Was anschließend jedoch in dieser Woche geschah, lässt sich mit fundamentalen Gründen kaum erklären. Ich habe den Eindruck, dass die Verwirrung unter den institutionellen Anlegern groß ist, in meinen Augen ist dies ein Zeichen dafür, dass die Entscheidungsträger im Urlaub sind.

Am Montag starteten die asiatischen Börsen mit heftigem Minus in die Woche. In China kommen derzeit Ängste auf, dass die lockere Kreditvergabe im Land schon bald massiv gedrosselt werden könnte. Gemeinsam mit dem schwachen Freitag an den US-Börsen breitete sich somit auch auf dem deutschen Börsenparkett langsam Panik aus.

Im weiteren Wochenverlauf bestimmte die Sorge über das Wirtschaftswachstum in China die Gespräche auf dem Parkett. Nachdem nun monatelang China als Retter unserer Konjunktur herhalten musste, ist es verwunderlich, dass der 20%ige Kurseinbruch in China spurlos an unseren Börsen vorbei geht.

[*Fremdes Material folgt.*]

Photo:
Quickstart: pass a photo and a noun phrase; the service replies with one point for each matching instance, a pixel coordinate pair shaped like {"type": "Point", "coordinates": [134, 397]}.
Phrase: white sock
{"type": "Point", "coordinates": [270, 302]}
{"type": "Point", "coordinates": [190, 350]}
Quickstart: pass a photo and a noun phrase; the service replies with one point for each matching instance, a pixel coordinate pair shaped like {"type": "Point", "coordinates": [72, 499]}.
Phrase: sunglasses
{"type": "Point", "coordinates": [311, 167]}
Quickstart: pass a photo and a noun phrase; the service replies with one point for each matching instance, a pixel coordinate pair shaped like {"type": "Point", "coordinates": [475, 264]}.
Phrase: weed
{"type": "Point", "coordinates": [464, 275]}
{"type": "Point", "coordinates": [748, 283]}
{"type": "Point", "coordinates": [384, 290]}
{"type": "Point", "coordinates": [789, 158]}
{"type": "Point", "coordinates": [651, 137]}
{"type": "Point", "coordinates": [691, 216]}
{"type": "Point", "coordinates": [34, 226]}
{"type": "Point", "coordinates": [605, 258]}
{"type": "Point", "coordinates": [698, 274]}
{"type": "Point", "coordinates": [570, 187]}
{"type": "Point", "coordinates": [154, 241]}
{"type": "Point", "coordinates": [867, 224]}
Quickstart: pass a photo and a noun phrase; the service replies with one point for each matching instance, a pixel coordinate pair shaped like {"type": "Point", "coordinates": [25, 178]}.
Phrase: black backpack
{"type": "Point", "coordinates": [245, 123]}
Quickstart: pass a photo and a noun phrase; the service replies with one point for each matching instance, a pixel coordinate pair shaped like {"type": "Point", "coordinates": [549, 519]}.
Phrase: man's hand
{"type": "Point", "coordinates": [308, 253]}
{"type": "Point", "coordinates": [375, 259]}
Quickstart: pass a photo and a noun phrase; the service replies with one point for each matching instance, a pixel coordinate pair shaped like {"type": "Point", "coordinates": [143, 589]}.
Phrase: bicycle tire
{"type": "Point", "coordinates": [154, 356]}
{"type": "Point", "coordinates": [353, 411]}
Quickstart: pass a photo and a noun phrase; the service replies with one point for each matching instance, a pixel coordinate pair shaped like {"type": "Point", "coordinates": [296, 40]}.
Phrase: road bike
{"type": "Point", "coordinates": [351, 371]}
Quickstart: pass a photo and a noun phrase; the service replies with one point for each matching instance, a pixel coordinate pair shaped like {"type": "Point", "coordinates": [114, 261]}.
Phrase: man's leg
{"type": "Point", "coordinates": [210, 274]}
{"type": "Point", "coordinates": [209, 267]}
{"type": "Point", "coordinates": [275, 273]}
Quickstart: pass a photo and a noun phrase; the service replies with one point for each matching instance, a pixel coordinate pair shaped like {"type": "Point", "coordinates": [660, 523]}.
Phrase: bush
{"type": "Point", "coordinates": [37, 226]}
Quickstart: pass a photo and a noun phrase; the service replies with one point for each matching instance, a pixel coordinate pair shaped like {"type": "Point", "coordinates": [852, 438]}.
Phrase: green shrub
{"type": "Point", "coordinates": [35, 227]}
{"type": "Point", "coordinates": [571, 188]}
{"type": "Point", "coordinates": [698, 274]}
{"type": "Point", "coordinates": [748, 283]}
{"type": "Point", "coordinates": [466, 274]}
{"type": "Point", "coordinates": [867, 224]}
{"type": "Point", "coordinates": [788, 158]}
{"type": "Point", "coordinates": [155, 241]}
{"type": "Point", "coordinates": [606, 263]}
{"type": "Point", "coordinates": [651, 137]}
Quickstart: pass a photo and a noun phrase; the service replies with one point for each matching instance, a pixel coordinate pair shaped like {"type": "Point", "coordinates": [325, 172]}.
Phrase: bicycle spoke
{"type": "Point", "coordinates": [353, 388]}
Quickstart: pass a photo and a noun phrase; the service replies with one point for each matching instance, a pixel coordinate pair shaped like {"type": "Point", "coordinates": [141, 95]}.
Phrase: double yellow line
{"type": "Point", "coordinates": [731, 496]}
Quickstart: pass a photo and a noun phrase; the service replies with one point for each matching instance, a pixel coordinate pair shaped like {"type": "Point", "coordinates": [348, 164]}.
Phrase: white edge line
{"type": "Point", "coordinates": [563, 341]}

Als Werkbank der Welt kaufen die Chinesen hauptsächlich Rohstoffe ein und verkaufen anschließend Fertigprodukte. So haben insbesondere die Unternehmen des Rohstoffsektors in der abgelaufenen Woche Federn lassen müssen. BHP Billiton, Vale und Freeport McMoRan fallen mir da als erstes ein, aber auch Salzgitter und ThyssenKrupp.

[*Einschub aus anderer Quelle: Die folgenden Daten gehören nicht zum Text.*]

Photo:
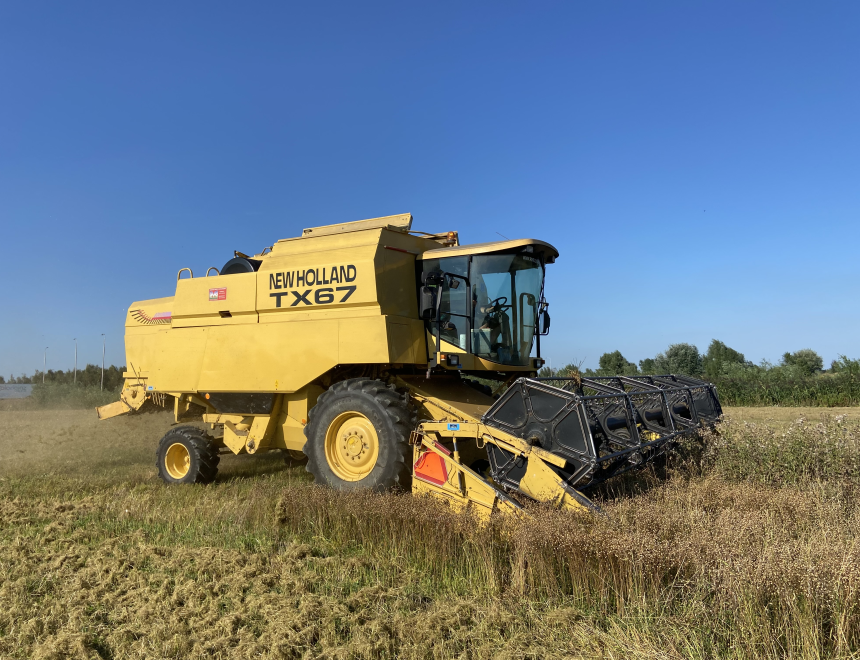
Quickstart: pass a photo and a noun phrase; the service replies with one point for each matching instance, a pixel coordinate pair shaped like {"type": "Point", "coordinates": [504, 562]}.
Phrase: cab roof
{"type": "Point", "coordinates": [538, 247]}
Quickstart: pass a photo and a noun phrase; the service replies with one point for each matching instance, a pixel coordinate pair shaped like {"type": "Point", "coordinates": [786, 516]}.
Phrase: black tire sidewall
{"type": "Point", "coordinates": [386, 471]}
{"type": "Point", "coordinates": [176, 436]}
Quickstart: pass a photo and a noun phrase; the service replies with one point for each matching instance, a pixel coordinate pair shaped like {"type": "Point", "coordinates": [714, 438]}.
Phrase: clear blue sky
{"type": "Point", "coordinates": [696, 163]}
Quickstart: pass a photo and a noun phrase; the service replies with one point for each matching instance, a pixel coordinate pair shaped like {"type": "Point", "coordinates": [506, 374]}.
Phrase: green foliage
{"type": "Point", "coordinates": [718, 355]}
{"type": "Point", "coordinates": [679, 359]}
{"type": "Point", "coordinates": [648, 366]}
{"type": "Point", "coordinates": [827, 451]}
{"type": "Point", "coordinates": [615, 364]}
{"type": "Point", "coordinates": [798, 381]}
{"type": "Point", "coordinates": [89, 376]}
{"type": "Point", "coordinates": [67, 395]}
{"type": "Point", "coordinates": [806, 360]}
{"type": "Point", "coordinates": [844, 365]}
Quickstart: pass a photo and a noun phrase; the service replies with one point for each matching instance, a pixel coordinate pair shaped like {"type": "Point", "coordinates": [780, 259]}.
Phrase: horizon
{"type": "Point", "coordinates": [695, 166]}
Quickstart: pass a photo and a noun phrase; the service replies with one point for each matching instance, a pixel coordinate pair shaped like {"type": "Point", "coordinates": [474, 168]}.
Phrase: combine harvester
{"type": "Point", "coordinates": [350, 348]}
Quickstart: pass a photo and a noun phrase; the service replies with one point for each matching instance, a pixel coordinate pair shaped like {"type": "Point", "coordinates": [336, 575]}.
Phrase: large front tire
{"type": "Point", "coordinates": [358, 437]}
{"type": "Point", "coordinates": [186, 455]}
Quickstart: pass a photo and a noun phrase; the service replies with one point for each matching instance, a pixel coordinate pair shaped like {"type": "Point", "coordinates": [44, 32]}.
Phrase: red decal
{"type": "Point", "coordinates": [430, 467]}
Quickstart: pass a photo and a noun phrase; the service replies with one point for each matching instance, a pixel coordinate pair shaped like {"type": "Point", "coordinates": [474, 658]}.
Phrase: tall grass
{"type": "Point", "coordinates": [749, 549]}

Und wenn das Zugpferd der Weltkonjunktur strauchelt, dann wird auch der Ölpreis einbrechen: Der Preis für das Fass Öl ist jedoch um 4,4% angestiegen. Wie passt denn das zusammen?

Und an dieser Stelle zeigt sich die Verwirrung oder das hektische, ungerichtete Stochern im Ungewissen das die Anleger derzeit an den Tag legen. Sollte Chinas Wirtschaft tatsächlich straucheln, dann dürfte der Ölpreis schon schnell wieder unter 50 USD/Fass fallen. Doch in der abgelaufenen Woche wurden die 70 USD/Fass erneut übersprungen. Mit einem Wochenplus von 4,4% verzeichnet der Ölpreis einen heftigen Preisanstieg.

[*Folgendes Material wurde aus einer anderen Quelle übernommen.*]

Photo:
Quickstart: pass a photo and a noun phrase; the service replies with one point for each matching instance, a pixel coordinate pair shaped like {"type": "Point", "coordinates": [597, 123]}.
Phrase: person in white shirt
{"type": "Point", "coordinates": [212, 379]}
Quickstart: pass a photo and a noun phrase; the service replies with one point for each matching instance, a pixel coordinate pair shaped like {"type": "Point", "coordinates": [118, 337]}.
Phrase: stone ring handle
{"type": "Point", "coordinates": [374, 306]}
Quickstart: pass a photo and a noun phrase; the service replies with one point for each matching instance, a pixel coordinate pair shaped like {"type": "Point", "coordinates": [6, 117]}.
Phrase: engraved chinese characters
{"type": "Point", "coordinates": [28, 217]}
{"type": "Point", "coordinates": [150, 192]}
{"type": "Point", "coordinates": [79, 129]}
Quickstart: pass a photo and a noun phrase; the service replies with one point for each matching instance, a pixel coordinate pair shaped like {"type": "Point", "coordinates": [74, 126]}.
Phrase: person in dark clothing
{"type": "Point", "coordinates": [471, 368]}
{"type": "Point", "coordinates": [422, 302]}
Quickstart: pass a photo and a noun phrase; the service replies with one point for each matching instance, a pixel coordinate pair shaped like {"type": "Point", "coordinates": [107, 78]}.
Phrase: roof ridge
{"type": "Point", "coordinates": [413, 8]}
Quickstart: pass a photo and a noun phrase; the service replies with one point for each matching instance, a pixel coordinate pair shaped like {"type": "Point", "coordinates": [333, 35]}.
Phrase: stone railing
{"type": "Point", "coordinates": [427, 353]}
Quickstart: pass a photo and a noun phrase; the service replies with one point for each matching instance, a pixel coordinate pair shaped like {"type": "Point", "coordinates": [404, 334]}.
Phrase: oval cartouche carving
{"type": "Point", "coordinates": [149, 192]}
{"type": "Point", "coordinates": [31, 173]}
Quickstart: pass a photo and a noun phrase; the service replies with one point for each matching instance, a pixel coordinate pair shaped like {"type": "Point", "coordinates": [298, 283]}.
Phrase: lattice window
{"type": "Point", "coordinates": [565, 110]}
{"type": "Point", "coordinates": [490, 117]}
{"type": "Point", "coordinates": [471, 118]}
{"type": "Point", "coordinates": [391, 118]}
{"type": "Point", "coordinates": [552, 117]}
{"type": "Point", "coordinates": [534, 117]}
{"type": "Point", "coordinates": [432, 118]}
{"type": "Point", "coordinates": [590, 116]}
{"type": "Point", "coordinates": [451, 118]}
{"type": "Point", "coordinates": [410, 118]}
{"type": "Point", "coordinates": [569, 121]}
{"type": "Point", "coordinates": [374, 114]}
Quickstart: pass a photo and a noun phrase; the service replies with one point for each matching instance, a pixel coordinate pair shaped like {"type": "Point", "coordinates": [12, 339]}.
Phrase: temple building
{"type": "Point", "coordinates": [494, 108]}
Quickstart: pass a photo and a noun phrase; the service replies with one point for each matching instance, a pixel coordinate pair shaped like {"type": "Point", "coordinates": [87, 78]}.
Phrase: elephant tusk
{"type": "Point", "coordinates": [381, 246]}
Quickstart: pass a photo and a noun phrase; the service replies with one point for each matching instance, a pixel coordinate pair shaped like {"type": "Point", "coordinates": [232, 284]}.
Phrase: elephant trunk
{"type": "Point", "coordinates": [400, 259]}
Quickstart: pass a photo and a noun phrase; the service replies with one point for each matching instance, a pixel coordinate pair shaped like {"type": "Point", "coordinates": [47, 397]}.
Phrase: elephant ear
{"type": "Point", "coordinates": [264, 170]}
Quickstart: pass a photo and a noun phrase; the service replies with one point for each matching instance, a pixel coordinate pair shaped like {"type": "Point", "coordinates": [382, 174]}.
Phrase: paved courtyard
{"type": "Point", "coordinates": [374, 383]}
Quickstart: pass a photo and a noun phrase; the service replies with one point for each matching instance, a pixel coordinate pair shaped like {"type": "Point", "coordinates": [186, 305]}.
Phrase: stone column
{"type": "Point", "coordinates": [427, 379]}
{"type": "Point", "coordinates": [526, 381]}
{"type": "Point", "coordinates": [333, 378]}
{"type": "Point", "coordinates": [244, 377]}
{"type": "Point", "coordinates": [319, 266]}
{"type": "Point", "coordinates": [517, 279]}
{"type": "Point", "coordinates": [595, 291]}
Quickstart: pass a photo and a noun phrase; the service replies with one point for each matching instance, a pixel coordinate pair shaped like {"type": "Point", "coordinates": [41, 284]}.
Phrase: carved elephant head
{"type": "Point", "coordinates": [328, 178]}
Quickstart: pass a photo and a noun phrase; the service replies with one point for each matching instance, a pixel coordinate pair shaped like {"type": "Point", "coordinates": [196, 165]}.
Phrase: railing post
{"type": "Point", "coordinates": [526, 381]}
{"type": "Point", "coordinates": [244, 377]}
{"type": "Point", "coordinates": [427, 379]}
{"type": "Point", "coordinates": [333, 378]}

Hier die Wochenperformance der wichtigsten Indizes im Überblick:


INDIZES (20.08.2009)

Dow Jones: 9.350 | 0,3%
DAX: 5.311 | 0,0%
Nikkei: 10.238 | -3,4%
Euro/US-Dollar: 1,429 | 0,6%
Euro/Yen: 133,92 | -0,3%
10-Jahre-US-Anleihe: 3,44% | -0,1
Umlaufrendite Dt: 3,02% | -0,2
Feinunze Gold USD: $940,65 | -0,5%
Fass Crude Öl USD: $72,66 | 4,4%
Baltic Dry Shipping I: 2.534 | -7,9%



Im Juni haben der DAX und der Dow Jones korrigiert während der Shanghai Index unbeeindruckt weiter nach oben strebte. Wenn nun die chinesische Börse um 20% korrigiert, dann ist das in meinen Augen nichts weiter als eine normale und überfällige Konsolidierung der vorangegangenen Kursgewinne. Besorgniserregend finde ich das nicht.

Viel erstaunlicher finde ich die verlorene Schlacht der Bären, die nicht einmal aus der Schwäche der chinesischen Börse Panik für den DAX und Dow Jones erzeugen konnten. Die Kursverluste vom Montag wurden am Dienstag wieder ausgeglichen. Die großen Schwankungen dieser Woche lassen in meinen Augen zwei Folgerungen zu: Zum einen haben wir es wieder einmal mit verstärkter Kursmanipulation aufgrund des heutigen Optionsverfallstages zu tun, zum anderenen gibt es eine ganze Menge von institutionellen Anlegern, die unbedingt „rein“ müssen. Mit zu hohen Barquoten lässt sich bei steigenden Börsen kein Geld verdienen und so werden schon die geringsten Korrekturen genutzt, um Positionen aufzubauen. Nur so ist zu erklären, dass heftigere Kursrückgänge nicht erfolgten.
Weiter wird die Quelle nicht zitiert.